Marine and hydrokinetic (MHK) energy technologies convert the energy of waves, tides, and river and ocean currents into electricity. The Department of Energy's "Marine and Hydrokinetic 101" video explains how these technologies work and highlights some of the Water Power Program's efforts in R&D in this area.
Learn where marine and hydrokinetic technology research and testing is being done across the country and about key terms for MHK technology by visiting the following resources:
A glossary of key terms about marine and hydrokinetic technologies.
The Open Energy Information website allows readers to read and contribute to its collection, including critical public datasets and reports, maps and visualization tools, links to organizations working to advance the water power industries, and more.
In OpenEI, the Marine and Hydrokinetic Technology Database provides information on marine and hydrokinetic renewable energy projects, both in the United States and around the world.
OpenEI also hosts information on MHK LCOE Reporting Guidance. To normalize competing claims of LCOE, DOE has developed—for its own use—a standardized cost and performance data reporting process to facilitate uniform calculation of LCOE from MHK device developers. This standardization framework is only the first version in what is anticipated to be an iterative process that involves industry and the broader DOE stakeholder community.

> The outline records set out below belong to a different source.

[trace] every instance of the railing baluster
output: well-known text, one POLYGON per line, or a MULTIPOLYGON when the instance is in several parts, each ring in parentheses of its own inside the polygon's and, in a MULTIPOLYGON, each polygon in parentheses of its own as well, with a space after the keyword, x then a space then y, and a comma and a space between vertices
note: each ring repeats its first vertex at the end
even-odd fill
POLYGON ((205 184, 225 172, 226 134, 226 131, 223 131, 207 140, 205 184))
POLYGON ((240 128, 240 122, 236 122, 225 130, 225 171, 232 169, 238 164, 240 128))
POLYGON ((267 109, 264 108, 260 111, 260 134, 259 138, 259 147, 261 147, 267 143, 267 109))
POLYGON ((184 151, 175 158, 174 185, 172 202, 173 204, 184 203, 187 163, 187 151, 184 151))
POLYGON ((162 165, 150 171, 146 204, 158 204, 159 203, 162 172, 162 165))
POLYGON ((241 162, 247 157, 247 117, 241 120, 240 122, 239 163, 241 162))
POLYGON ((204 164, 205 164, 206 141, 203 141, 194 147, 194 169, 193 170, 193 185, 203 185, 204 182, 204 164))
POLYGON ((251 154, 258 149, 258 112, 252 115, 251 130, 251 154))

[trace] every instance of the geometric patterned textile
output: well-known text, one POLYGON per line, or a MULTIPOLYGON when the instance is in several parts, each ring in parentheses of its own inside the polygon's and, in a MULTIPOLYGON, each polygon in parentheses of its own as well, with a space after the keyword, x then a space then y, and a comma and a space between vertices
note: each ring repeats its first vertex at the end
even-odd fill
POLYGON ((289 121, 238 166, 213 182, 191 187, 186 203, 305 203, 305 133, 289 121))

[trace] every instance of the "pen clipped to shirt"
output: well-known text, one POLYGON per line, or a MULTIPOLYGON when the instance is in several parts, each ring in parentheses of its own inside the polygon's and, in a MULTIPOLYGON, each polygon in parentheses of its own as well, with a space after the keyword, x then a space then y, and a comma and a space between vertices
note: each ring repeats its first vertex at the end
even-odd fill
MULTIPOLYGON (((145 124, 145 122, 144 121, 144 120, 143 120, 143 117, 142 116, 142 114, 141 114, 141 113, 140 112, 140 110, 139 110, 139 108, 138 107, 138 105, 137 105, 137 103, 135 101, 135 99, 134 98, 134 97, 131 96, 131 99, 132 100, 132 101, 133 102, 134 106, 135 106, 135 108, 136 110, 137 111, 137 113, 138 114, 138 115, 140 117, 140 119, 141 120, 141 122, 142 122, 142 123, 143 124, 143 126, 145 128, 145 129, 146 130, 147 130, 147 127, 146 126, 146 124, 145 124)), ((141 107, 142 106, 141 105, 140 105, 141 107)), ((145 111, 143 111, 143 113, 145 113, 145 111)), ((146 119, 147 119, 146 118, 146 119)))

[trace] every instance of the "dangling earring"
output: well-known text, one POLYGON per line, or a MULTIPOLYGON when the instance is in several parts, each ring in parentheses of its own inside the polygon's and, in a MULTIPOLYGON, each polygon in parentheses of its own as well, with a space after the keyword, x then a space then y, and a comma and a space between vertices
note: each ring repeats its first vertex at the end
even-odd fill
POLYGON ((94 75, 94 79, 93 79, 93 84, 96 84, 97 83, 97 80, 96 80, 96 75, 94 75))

The U.S. Department of Energy partnered with the International Energy Agency's Ocean Energy Systems initiative to create Tethys, a database and knowledge management system that provides access to information and research about the potential environmental effects of offshore wind and marine and hydrokinetic development.
Tethys also hosts data from Annex IV, an international collaboration to gather information on MHK environmental research worldwide.
The Hydrodynamic Testing Facilities Database provides data on a range of test capabilities and services available at commercial, academic, and government facilities and offshore berths within the United States.